We call getaddrinfo inside our Xorg module. Xorg unfortunately uses setitimer to generate recurring SIGALRM notifications, at 20ms intervals. This can cause various calls to libc to hang.
This is a typical stack trace:
#0 0xffffe402 in __kernel_vsyscall ()
#1 0x00960e6d in poll () from /lib/tls/i686/nosegneg/libc.so.6
#2 0x0098e431 in clntudp_call () from /lib/tls/i686/nosegneg/libc.so.6
#3 0x00b49f84 in do_ypcall () from /lib/libnsl.so.1
#4 0x00b4a6c0 in yp_match () from /lib/libnsl.so.1
#5 0xf77aa351 in internal_gethostbyname2_r () from /lib/libnss_nis.so.2
#6 0x009809bb in gethostbyname2_r@@GLIBC_2.1.2 () from
#7 0x0094f4ea in gaih_inet () from /lib/tls/i686/nosegneg/libc.so.6
#8 0x00952c2d in getaddrinfo () from /lib/tls/i686/nosegneg/libc.so.6
The issue is that clntudp_call retries calls to poll() with every EINTR, but does not adjust the timeout.

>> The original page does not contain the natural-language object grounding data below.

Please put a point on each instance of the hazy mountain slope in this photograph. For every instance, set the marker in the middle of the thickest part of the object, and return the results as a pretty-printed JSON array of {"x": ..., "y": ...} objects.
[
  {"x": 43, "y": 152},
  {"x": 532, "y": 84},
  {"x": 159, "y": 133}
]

See sunrpc/clnt_udp.c:L403. poll() is called repeatedly with the same timeout; we want clntudp_call() to eventually return within utimeout seconds, but when setitemer is using a shorter timeout, clntudp_call loops forever.
The fix is to adjust the timeout to poll each time we loop. (This is the normal way to handle EINTR with timeouts.)
Created attachment 7871 [details]
patch to fix the problem
The problem is not limited to nis or udp rpc; there are various parts of glibc that retry polls without recomputing timeouts. I'm testing this patch to fix them all.